Ending Violence Against Women Shouldn’t Be Controversial—But it Is

@RHRealityCheck

Each year around March 8 (International Women’s Day), representatives of world governments come together to draw up a statement that is supposed to communicate the notion that women and men are equal. This has been a key tenet of international relations since the signing of the United Nations Charter in 1945, so one would think it would not be terribly controversial.

One would be wrong.

The UN Commission on the Status of Women, which has met each year since 1946, tries to set aspirational priorities for women’s equality, and it largely succeeds in doing so. However, for the past several years, members of the commission have disagreed so vehemently about what “equality” means that, in 2012, the meeting ended at an impasse.
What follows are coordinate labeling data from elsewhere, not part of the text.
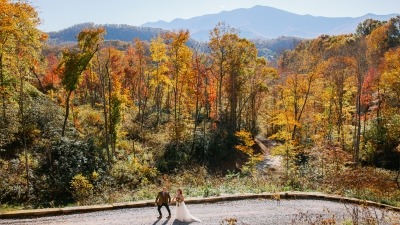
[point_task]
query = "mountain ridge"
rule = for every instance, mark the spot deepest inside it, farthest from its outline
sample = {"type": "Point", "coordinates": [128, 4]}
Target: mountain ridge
{"type": "Point", "coordinates": [256, 22]}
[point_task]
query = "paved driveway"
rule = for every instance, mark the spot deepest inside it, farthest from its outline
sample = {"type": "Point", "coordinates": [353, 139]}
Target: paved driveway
{"type": "Point", "coordinates": [252, 212]}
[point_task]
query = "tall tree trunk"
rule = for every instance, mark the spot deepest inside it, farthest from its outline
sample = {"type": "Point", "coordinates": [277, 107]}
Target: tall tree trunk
{"type": "Point", "coordinates": [23, 125]}
{"type": "Point", "coordinates": [66, 112]}
{"type": "Point", "coordinates": [3, 91]}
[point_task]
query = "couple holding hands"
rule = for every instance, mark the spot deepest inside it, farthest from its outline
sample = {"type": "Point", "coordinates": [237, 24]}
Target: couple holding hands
{"type": "Point", "coordinates": [181, 213]}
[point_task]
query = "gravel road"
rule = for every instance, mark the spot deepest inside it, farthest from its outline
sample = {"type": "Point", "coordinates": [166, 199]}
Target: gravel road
{"type": "Point", "coordinates": [251, 212]}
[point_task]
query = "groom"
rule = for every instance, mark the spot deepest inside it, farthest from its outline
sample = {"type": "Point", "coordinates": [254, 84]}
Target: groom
{"type": "Point", "coordinates": [163, 199]}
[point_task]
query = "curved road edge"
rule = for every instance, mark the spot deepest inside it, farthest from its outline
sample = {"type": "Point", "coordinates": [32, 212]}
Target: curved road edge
{"type": "Point", "coordinates": [139, 204]}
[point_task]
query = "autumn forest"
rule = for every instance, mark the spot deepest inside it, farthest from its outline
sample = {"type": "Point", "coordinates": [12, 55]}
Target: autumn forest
{"type": "Point", "coordinates": [97, 122]}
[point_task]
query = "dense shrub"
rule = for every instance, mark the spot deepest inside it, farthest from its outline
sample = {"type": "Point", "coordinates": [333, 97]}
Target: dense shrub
{"type": "Point", "coordinates": [65, 159]}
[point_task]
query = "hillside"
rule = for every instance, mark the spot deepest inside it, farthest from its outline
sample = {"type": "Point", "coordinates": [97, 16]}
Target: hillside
{"type": "Point", "coordinates": [267, 22]}
{"type": "Point", "coordinates": [118, 36]}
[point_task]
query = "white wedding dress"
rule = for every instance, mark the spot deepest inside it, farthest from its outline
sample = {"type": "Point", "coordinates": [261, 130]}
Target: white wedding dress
{"type": "Point", "coordinates": [182, 213]}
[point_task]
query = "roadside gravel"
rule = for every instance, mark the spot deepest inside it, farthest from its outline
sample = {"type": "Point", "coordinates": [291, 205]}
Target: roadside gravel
{"type": "Point", "coordinates": [252, 212]}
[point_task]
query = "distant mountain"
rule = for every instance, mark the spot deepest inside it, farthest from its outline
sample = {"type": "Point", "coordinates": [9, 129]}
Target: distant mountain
{"type": "Point", "coordinates": [267, 22]}
{"type": "Point", "coordinates": [113, 32]}
{"type": "Point", "coordinates": [119, 36]}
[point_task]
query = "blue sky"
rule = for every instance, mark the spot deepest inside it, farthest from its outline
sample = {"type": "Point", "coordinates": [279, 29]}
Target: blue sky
{"type": "Point", "coordinates": [60, 14]}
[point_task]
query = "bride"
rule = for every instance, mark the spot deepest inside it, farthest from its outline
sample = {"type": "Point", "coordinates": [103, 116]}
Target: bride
{"type": "Point", "coordinates": [182, 213]}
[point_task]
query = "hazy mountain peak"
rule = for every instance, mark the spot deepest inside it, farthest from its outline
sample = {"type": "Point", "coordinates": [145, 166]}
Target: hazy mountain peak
{"type": "Point", "coordinates": [267, 22]}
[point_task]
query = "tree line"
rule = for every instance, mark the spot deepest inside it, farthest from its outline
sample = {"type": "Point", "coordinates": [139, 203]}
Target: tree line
{"type": "Point", "coordinates": [160, 105]}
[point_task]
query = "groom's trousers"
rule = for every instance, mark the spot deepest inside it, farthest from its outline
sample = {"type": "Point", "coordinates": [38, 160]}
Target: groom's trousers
{"type": "Point", "coordinates": [166, 206]}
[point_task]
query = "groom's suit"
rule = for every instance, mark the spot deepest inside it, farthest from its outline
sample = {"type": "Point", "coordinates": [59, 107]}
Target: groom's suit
{"type": "Point", "coordinates": [163, 199]}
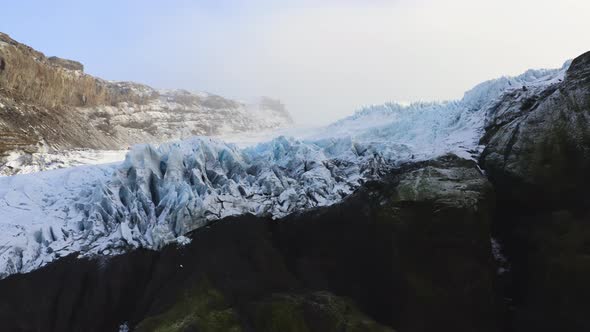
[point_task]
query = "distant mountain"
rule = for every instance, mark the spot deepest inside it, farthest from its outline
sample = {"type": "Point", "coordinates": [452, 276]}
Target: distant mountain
{"type": "Point", "coordinates": [50, 104]}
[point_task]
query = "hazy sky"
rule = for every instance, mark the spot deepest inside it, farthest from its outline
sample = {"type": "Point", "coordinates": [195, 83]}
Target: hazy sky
{"type": "Point", "coordinates": [322, 58]}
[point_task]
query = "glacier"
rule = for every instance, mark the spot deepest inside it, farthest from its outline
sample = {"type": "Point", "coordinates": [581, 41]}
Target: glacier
{"type": "Point", "coordinates": [160, 193]}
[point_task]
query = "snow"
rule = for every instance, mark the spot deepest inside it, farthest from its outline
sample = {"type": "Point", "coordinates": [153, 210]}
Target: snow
{"type": "Point", "coordinates": [159, 194]}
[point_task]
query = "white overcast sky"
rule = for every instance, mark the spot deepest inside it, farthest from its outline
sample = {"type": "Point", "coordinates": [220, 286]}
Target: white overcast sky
{"type": "Point", "coordinates": [322, 58]}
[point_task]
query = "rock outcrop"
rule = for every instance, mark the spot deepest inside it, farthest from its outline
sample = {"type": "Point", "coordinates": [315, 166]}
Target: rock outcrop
{"type": "Point", "coordinates": [51, 103]}
{"type": "Point", "coordinates": [538, 158]}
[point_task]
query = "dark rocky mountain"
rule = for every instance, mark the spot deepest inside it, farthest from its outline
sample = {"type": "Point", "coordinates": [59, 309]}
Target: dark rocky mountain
{"type": "Point", "coordinates": [449, 244]}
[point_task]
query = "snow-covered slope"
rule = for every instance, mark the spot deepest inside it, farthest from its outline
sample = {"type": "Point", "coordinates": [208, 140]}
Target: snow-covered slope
{"type": "Point", "coordinates": [158, 194]}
One week into the 2013 commission meetings, it seems possible that this year’s negotiations are headed down the same path. 

This is all the more frustrating because the main theme of this year’s meeting is violence against women. This is not a new, obscure issue that should require more than two weeks’ discussion to reach an agreement about steps forward. Prevent, protect, prosecute, punish—it is not that complicated.

More to the point, violence against women requires urgent attention. At least 1 in 3 women has been beaten, forced to have sex, or otherwise abused at some point in her life. Most often the perpetrator is someone she knows, and frequently it is not a one-off incident. Furthermore, domestic violence contributes to a culture of violence; boys who witness their fathers beat up their mothers are, as adults, twice as likely to abuse their own partners as those who grew up in homes without violence.

Many politicians and government officials are also complicit in violence against women. In Egypt last month, parliamentarians tried to make the sexual assault of female protesters the responsibility of the women themselves, arguing that if they hadn’t been on the streets in the first place, they would never have been groped, harassed, and raped.

In Somalia, Lul Ali Asman Barake, who says she was gang-raped by police officers, was jailed for telling a journalist about her attack. Barake was released this week, but the journalist remains in jail.

And this past Monday, Kenyans were given the option of voting for a presidential candidate who is being sought by the International Criminal Court on charges that include orchestrating sexual violence against supporters of his political opponents in 2008.

In light of this, it is perhaps unsurprising that government officials have a hard time agreeing about how, and even if, to end violence against women—after all, some of them represent leaders who believe victims are at least as responsible as their perpetrators. Indeed, Russia, the Vatican, and Iran, whose representatives have reportedly derailed negotiations the most this year, all have recent records of punishing women for speaking out, demanding justice, and simply being female.

So I am not surprised that these negotiations have not gone smoothly. I am, however, appalled. And you should be too. Today, on International Women’s Day, contact your foreign ministry or head of government and tell him or her that you expect to see an agreement in New York next week. A consensus outcome at the Commission on the Status of Women may not necessarily lead to gender justice and equality. But without an agreement, it will be clear to perpetrators that individuals in charge are not planning to clamp down on abuse.